At least, authors should add some elements about NO synthesis in the introduction and/or discussion. Further, adding experiments to show the inhibition of NO synthesis and NO synthase expression would add strength to the hypothesis of NF-kB pathway as a target of RVS extracts.
Response ) As suggested by Reviewer, we added some comments on NO in the introduction (lines 48-51). Reviewer is right that we should investigate NO production in macrophages obtained from mice orally given RVS to provide evidence of NF-kB modulation. We failed to detect NO release in the supernatant of LPS-stimulated macrophages. We tried to solve this problem through literature search. As described in Materials and methods, the mouse strain we used was BALB/c, a Th2 type strain. Mills et al reported that the NO response of Balb/c macrophages in response to LPS varies. In fact, we observe the same phenomenon(please refer to reference 51 in the revision). These authors discovered that BALB/c macrophages produce more TGFb than C57BL/6 macrophages do. TGFb inhibits iNOS expression, which explains why BALB/c macrophages show a weak NO response.
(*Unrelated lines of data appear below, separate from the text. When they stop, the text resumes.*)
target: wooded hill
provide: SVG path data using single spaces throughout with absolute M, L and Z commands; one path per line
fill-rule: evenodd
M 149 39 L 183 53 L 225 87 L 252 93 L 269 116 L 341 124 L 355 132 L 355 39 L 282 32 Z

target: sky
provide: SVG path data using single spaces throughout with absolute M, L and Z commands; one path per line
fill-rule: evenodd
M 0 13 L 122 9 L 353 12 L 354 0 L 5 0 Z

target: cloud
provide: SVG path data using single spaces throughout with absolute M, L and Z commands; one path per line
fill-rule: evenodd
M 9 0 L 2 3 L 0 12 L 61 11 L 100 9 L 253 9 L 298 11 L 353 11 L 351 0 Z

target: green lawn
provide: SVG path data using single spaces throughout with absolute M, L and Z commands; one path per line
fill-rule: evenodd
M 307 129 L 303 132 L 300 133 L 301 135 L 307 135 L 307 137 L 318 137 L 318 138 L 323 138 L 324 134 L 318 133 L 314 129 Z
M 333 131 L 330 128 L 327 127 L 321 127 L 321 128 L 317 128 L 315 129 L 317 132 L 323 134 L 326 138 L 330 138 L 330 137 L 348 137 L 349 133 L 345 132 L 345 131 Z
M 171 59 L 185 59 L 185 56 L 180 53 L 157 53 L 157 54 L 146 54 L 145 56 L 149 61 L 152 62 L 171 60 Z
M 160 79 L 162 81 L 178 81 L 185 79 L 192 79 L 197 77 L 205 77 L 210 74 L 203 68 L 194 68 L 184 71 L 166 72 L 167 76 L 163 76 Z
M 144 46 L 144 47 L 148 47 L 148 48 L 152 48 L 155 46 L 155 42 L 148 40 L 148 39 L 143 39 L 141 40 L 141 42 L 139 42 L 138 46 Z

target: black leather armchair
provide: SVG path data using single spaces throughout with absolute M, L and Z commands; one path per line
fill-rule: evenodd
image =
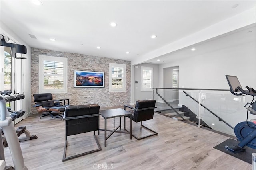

BALB/c macrophages require IFN-gamma to produce NO. Although we detected IFN-gamma in the supernatant of LPS-stimulated macrophages, it must have been insufficient to activate peritoneal macrophages to produce detectable amounts of NO. We discussed our failure to detect NO in the end of Discussion (lines 374-382). In the future, we will be planning to use C57BL/6 mice to investigate the effect of RVS on NO and other NF-kB dependent genes.
Round 2
Reviewer 1 Report
The authors adequately addressed my comments. I have no additional concerns.
Author Response
Thanks so much for your positive feedback, we appreciate your valuable comments.